In other words, the healing the course contemplates has nothing to do with our bodies. We can’t eat or fast or exercise or dance or walk our way to inner peace. It’s all in the mind.
That said, it’s important to not be cavalier about the issues that can come up around food. For many of us, it is an area in which we need considerable healing. Forgiveness is always appropriate. If someone is addicted to food in some way, then their practice of the course is going to involve forgiving – seeing with Jesus or the Holy Spirit – that relationship. And that forgiveness – which, remember, happens in the mind – will probably have some effect on the outside.
Our practice of A Course in Miracles is deeply personal. The course never looks the same from one student to the next.
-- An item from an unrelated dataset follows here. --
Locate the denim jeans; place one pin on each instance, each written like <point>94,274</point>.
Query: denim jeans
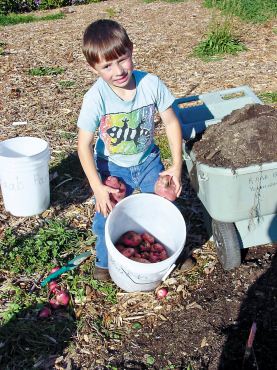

We are called to heal in very specific ways. I know course students who are very passionate about not eating meat. I respect that. My own practice with food has been to deepen my relationship with it at the level of production – Chrisoula and I (and the kids) grow a tremendous amount of veggies and fruit, raise pigs for meat, chickens for eggs and meat, buy beef from local farmers. We have even kept bees and a goat for milking. I don’t think anybody’s practice of the course has to mimic that – indeed, it probably shouldn’t. But it is neatly tied into forgiveness for me – a kind of simplicity, a kind of self-reliance, a kind of healthy diet. The question is always: does it work? It is it helpful?
It is important that we not be bullied into thinking that we have to practice a certain way. A Course in Miracles meets us where we are and helps us move from that place ever closer to inner peace and coherence. In that light, what is “right” for someone in an external way is not going to be right for somebody else. It’s okay to find our way.
Ultimately, the course is about changing our minds, where “change” means “heal.” Sometimes that change shows up in the world. Obviously my home and living arrangements look different than other students who aren’t as devoted to homesteading. Obviously, my relationships are in many ways shaded by my family’s commitment to growing, raising and preserving our own food and nurturing a network of like-minded consumers and farmers. But what really matters is the mind in and through which all of this lovingkindness takes place. I eat and relate to food in the most loving way that I can. If the goal is love – healing the mind – then whatever follows will be helpful.